Performance is clearly an issue in backup, however, performance in general is a key storage array feature for virtualization.
Storage arrays have been developed to process large volumes of I/O, which can be either sequential or random. In virtual environments the I/O is typically random and this doesn’t work well with DAS storage, which would require more expensive, high-speed drives.
Storage arrays can benefit from large numbers of disks (as it is a shared environment), dedicated cache and multiple I/O connectivity, all of which both improves performance and delivers a more consistent I/O response time.
As more workload is virtualized, the hypervisor itself becomes a significant part of the support effort, because it is the platform that is tied to the hardware itself.
Boot from SAN enables the hypervisor to be disconnected from the hardware and allows a single hypervisor instance to be booted on any server; it also allows the hypervisor to be replaced with another instance that could be (for example) an upgraded version.
By removing the boot device from the server and placing it on the SAN, the server holds no state information and so becomes a commodity. This is most easily demonstrated with the use of blade servers, where multiple physical servers exist in a single chassis; they can be added or removed from the blade infrastructure at any time. Ultimately, blade flexibility is served best with shared SAN storage.
Both hypervisor and boot disk stored on SAN; hypervisor can be booted from any physical server.
Why VAAI Is So Important
Although storage arrays already offer many important features to virtual environments, there are additional requirements not met by today’s hardware. That is why for VMware vSphere, VAAI (vStorage API for Array Integration) was developed.
VAAI defines a set of API calls that are implemented within the storage array through amendments to the SCSI protocol. Most notably of these are the following:
• Block Zero– implemented as Write Same in SCSI, this pushes the task of zeroing out large blocks of data down to the array. In fact, Write Same could be used to write any values over a large range of data, however it’s most useful to vSphere to write zeroed out data when creating new virtual disks (VMDKs).
• Full Copy– implemented within the array as SCSI EXTENDED COPY, this feature allows bulk movement of data both within and between storage arrays, taking the load off the vSphere hypervisor when performing storage vMotion or guest cloning functions.
• Hardware Assisted Locking (HAL) – this moves the SCSI hardware lock from the LUN to the block level, improving performance on certain vSphere operations that require locking for data integrity.
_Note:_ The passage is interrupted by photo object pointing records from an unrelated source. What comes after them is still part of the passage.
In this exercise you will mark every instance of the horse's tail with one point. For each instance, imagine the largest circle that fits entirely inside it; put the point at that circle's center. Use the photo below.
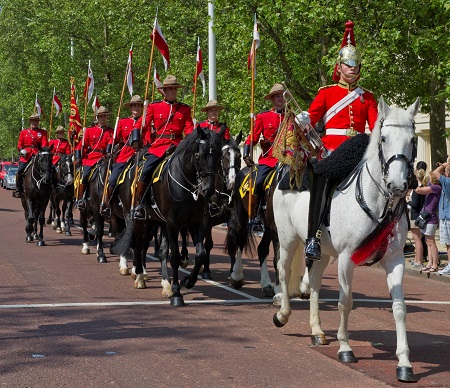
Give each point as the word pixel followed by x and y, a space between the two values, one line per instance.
pixel 125 240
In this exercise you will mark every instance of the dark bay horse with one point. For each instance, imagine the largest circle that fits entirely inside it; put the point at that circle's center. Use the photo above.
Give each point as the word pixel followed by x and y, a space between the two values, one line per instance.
pixel 239 236
pixel 61 202
pixel 177 200
pixel 94 193
pixel 37 185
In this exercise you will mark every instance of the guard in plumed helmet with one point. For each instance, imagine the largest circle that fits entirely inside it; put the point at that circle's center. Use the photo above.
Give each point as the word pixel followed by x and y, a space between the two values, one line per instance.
pixel 167 121
pixel 212 110
pixel 127 148
pixel 345 109
pixel 266 127
pixel 30 140
pixel 94 146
However, HAL will potentially resolve the issue of LUN replication, allowing I/O on both sides of a replicated LUN pair.
Virtualization and Storage Vendor Solutions
Storage vendors are starting to offer new features and products that specifically meet the needs of virtual environments.
Example 1: EMC VPLEX
EMC’s VPLEX product virtualizes the storage LUN and permits I/O to either side of a replicated LUN pair. This enables virtual guests to be moved between storage arrays (typically in geographically distant locations) with no outage and without waiting for data to be replicated.
Example 2: Compellent Live Volume
Compellent’s newly announced Live Volume feature enables a single logical LUN to be spread across multiple storage arrays. The LUN can be associated with one array and dynamically moved to another in order to meet workload balancing or DR requirements.
Virtualization and Storage: Summary
It’s clear that as virtualization continues to have a greater importance in the enterprise, storage will form a critical part in delivering that infrastructure. The features of the storage array will continue to evolve and deliver better performance, availability and resilience than could be achieved using directly attached storage (DAS) alone. Storage and virtualization are and will continue to remain, closely linked.